Jacky Vike aka Awinja really keeps her personal life very private. All you need to know about her is the content she is creating. Laugh and move on siz.

But this time, she has shared a part of her life about her father who passed away when she was still in school.

Taking Engage Mtaani to Jahmby Koikai she opened up about where they lived growing up and how much she hated it.


"Where I lived crushed my self-esteem. There if you lived a straight life, you were abnormal. There you had to have a man who was a thief to look good and all.

What hurt me the most was most of my friends are single mothers because their men were shot dead. And that made me hate the place I lived. I could not tell my parents because they were already struggling. I do not know how we survived because we ate every day and went to school. But we lived with so much debt. I used to wonder how many gods are there? Which God is this those in Lavington pray to? I hated living in a mud house." The actress narrated

Jacky then opened up about her father and how much of an alcoholic he was.

"My father was a very interesting guy. He would really embarrass us. He was a serious drunkard. There was not one day my mother would not be called to go pick her drunk husband. That was the norm it was not a big deal.


I remember there was a time in Majengo when a lorry full of alcohol fell, he came home so fast carrying alcohol and he told us to run fast. It was the plastic packaging and my dad told us to pick for him and we thought it was fun.
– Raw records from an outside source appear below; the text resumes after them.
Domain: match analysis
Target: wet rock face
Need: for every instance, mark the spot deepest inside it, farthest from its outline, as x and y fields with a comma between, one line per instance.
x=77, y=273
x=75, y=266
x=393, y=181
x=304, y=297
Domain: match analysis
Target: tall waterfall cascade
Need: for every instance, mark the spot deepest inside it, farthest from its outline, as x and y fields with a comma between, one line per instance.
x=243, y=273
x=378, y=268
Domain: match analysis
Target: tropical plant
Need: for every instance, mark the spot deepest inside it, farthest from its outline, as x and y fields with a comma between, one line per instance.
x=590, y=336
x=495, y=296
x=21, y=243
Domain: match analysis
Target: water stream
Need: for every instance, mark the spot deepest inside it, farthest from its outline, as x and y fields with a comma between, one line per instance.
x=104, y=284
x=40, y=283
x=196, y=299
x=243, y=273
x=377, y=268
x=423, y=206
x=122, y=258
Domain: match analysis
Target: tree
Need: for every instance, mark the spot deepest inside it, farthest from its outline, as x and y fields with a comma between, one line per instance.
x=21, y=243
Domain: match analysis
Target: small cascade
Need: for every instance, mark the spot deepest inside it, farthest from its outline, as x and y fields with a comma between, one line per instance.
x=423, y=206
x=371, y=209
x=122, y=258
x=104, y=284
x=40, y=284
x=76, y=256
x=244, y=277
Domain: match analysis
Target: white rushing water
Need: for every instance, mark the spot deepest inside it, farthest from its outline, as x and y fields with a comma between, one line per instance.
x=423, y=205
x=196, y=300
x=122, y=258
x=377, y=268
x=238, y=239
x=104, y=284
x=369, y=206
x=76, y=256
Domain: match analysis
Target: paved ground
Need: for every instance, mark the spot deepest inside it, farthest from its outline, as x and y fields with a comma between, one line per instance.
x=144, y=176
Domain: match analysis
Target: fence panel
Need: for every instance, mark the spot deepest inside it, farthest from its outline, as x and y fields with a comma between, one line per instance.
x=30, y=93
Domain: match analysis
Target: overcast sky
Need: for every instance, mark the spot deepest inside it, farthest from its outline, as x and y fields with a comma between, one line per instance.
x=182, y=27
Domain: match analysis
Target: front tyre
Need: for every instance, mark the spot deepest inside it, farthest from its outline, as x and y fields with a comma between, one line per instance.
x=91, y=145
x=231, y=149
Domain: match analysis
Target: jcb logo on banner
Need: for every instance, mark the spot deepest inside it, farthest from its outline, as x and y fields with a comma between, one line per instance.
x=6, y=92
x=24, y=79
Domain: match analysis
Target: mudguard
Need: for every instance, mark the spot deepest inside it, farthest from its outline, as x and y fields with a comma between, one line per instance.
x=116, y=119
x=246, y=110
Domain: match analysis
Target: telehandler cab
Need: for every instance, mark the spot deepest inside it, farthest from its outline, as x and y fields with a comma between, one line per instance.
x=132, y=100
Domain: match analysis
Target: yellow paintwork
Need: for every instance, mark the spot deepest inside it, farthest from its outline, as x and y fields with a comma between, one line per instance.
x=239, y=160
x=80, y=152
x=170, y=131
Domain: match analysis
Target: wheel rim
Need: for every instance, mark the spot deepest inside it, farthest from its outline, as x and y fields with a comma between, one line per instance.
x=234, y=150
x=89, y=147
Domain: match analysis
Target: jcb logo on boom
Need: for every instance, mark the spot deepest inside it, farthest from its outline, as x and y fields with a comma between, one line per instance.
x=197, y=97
This one time my father, when we had closed school we went to wester. Coming back, my grandmother gave us chicken. There is this belief that if you want your hen to go astray, let it jump a broom and a mwiko and best believe it will come back. This time I forgot and the hen did not come back and we went out there looking for it in the ghetto. Back then there were no thieves.

When he came back at night this time sober, he was told the hen went missing and he said he's living his coming back. Kumbe he went to drink. Coming back he's singing that a thief has stolen and they will get his furry. My dad thought he has threatened the thieves and when the morning came no hen.


The next day in the morning, I went to class and my classmates started singing the song my dad was singing last night. The teacher asked them why they are making noise and the kids said that was the song my father was singing last night and they burst out into laugher. But for me, that thing hurt so bad." Jacky continued

He may have been a lover of his alcohol but he was a family man.

"But all in all, my father was the most loving and caring man, especially to his family. And he valued education so much.

If you wanted to find my father, you would always find him at Majengo bussa place.

I went to high school in Western and he still really struggles to pay school fees even when the salary was Comme ci, comme ├ža."

Then she told the story of how she lost her father and how the news was broken to her.

"One time, I knew my father coming to see me and on that day, the teacher came to call me from class and instead of going to the visiting area, I was called his office and I was told to go home.

I took a bicycle to ushago and my cousin told me my dad has passed on then I feel and my aunty told me to fall the same way when the body comes home.

My father came home one day saying he is feeling cold and my mum light the stove for him and he started warming up and they slept but he never woke up.

After the death of my father, I kept wondering how will I get by with school. But imagine we all went through and she did it all by herself. My mother is my pillar and strength and I would not be here without her."

The place I lived imenijenga sana and I would love to go back and inspire those that are there.